Tunneling is what VPNs rely on to create a private network over the Internet. Basically, this is the process of taking an entire packet of data and encapsulating it within another packet before sending it over a network. This act of encapsulating one packet of data into another is what happens when a packet is encrypted and transmitted through a tunnel. The network must understand the outer packet’s protocol for the packet to be routed across the network. Tunneling data within a VPN requires three different protocols to work:

• Data: The original data packet, usually an IP packet, which is to be encrypted and transmitted through the VPN. Perhaps the data to be sent through the tunnel is an FTP file transfer.

• Encapsulating protocol: The protocol (GRE, IPsec, PPTP, and L2TP) wrapped around the original data (that is, encapsulated). IPsec is the de facto VPN standard used as the encapsulating protocol at this stage, and it enables the data packet to be encrypted and protected.

• Carrier protocol: The protocol the network uses over which the encrypted VPN information travels. The original packet (data) is encapsulated inside the encrypting protocol, which is then put inside the carrier protocol’s header (usually IP) for transmission over the public network through the use of a routing protocol such as OSPF.
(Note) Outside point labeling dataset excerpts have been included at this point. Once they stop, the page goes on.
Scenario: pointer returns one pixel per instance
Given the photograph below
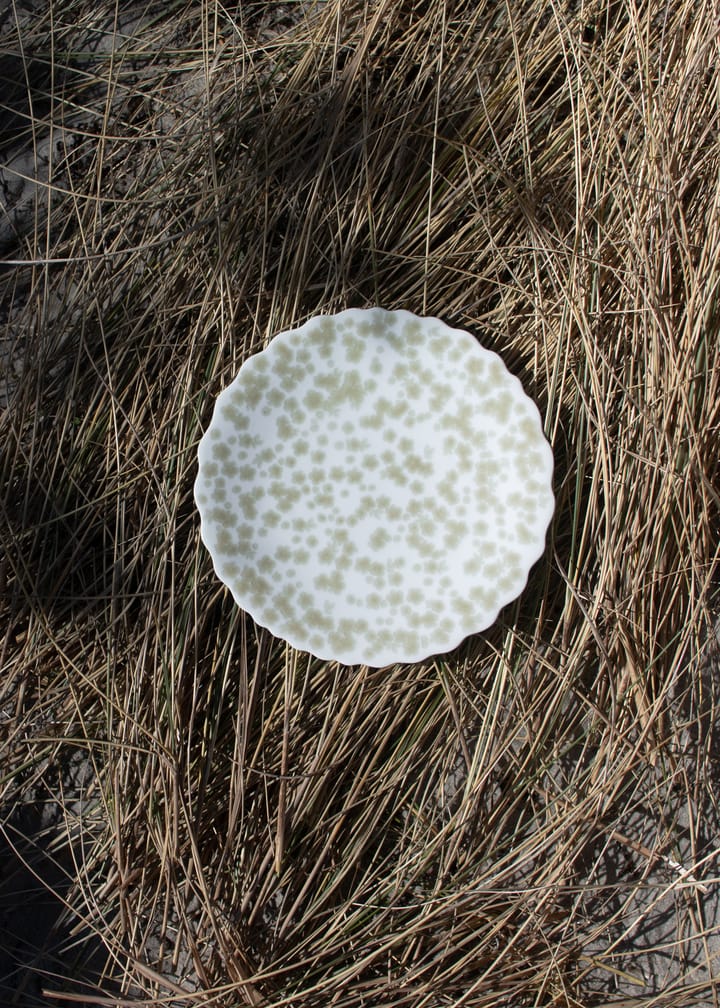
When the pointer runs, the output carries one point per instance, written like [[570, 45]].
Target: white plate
[[374, 486]]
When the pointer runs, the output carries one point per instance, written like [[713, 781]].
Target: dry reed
[[501, 826]]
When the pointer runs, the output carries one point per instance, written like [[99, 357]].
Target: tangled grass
[[527, 821]]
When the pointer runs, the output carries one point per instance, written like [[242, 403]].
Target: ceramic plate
[[374, 486]]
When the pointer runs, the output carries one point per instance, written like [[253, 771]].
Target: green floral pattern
[[373, 487]]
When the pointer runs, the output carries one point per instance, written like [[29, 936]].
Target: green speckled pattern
[[374, 487]]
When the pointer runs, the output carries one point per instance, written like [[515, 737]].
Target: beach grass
[[530, 820]]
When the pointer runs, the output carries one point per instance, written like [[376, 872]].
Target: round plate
[[374, 486]]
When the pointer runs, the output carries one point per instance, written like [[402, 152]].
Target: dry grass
[[503, 825]]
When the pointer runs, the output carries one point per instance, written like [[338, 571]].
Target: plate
[[374, 487]]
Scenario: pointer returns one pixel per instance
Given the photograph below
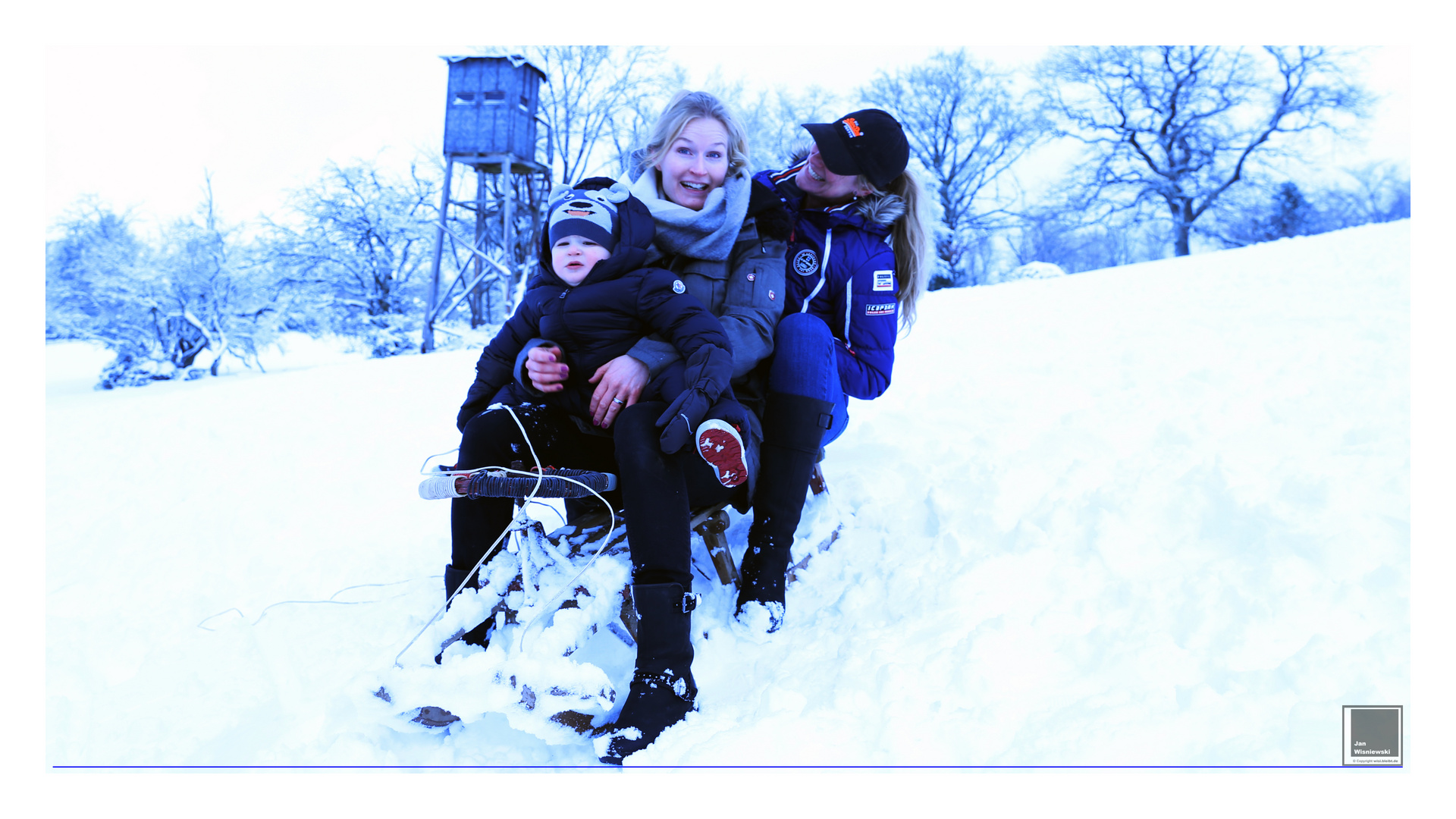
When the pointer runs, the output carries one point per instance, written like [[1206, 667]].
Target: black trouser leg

Tunneling works well with VPNs. It enables you to use protocols not supported on the Internet inside an IP packet, and it can still be safely sent. At the beginning of a VPN tunneled transmission, a data packet from the source LAN is encapsulated with new header information that enables intermediary networks to recognize and deliver it. After this is done and the transmission is complete, the tunneling protocol “header” is stripped off at the other end of the tunnel, and the original packet is transferred to the destination LAN for delivery.

Although tunneling enables data to be carried over public networks, tunneling alone does not ensure privacy. To secure a tunneled transmission against any interception and tampering, all traffic over the VPN is encrypted. In addition, VPNs typically include additional features, such as firewalls at the perimeters.

In site-to-site VPNs, the encapsulating protocol is usually IPsec or generic routing encapsulation (GRE). GRE includes information about what type of packet you are encapsulating and about the connection between the client and server. The difference depends on the level of security needed for the connection, with IPsec being more secure and GRE having greater functionality. IPsec can tunnel and encrypt IP packets, whereas GRE can tunnel IP and non-IP packets. When you need to send non-IP packets (such as IPX) through a tunnel, use IPsec and GRE together.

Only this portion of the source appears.